The idea of microkernels, which has been advocated by workers in recent years, is roughly the same thing, replacing the operation of shared data structures with messaging.

Why are these analogies to the global TCP/IP Internet? Because the foundation of TCP/IP is an asynchronous, stateless, distributed, messaging packet-switched network.

The bus is simple and simple, and as the scale of the system expands, the time loss caused by the bus scramble increases exponentially, and when people find that the bus cannot support high concurrency and cannot physically expand, the message delivery replaces the bus. In large-scale systems, the additional latency of message manipulation is negligible.

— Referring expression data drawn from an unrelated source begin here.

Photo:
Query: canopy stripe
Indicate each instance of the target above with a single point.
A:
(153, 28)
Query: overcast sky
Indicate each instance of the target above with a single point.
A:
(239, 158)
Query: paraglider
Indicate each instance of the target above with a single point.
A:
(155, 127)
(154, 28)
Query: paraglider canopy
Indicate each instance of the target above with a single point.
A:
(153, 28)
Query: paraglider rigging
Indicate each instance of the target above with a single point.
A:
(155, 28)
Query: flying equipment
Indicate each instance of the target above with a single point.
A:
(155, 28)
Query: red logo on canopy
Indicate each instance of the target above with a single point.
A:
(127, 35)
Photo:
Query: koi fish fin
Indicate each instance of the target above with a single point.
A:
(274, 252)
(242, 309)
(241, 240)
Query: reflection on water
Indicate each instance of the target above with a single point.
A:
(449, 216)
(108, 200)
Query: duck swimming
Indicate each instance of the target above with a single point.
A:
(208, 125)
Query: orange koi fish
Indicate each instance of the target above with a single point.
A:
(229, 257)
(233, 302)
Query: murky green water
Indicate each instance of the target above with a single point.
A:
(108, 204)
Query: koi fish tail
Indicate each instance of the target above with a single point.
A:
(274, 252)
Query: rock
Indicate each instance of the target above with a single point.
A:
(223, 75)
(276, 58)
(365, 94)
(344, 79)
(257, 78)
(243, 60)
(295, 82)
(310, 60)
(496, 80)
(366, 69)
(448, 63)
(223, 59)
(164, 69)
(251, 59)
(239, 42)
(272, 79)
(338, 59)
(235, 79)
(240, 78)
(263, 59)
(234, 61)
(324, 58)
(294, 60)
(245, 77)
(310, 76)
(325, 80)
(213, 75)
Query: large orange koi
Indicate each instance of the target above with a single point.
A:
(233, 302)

Whether it’s internal boards, LANs, PCI, operating systems all start at the local area, it’s not surprising that they start with the bus. However, the Internet is connected to the distributed wide area side from the beginning, and it is not suitable for the bus structure at the beginning, which in turn shows that the bus is not suitable in the distributed scenario.

I have always praised the TCP/IP end-to-end principle, and it is its stateless IP slim waist that allows the Internet to scale arbitrarily without introducing additional overhead, and the thin waist is also the core of stateless message exchange, only defining and maintaining state between the sender and receiver, rather than all the ends maintaining the state of the shared bus or memory together.

As a result, messaging also follows end-to-end principles and allows for free scaling, while bus and shared memory do the opposite.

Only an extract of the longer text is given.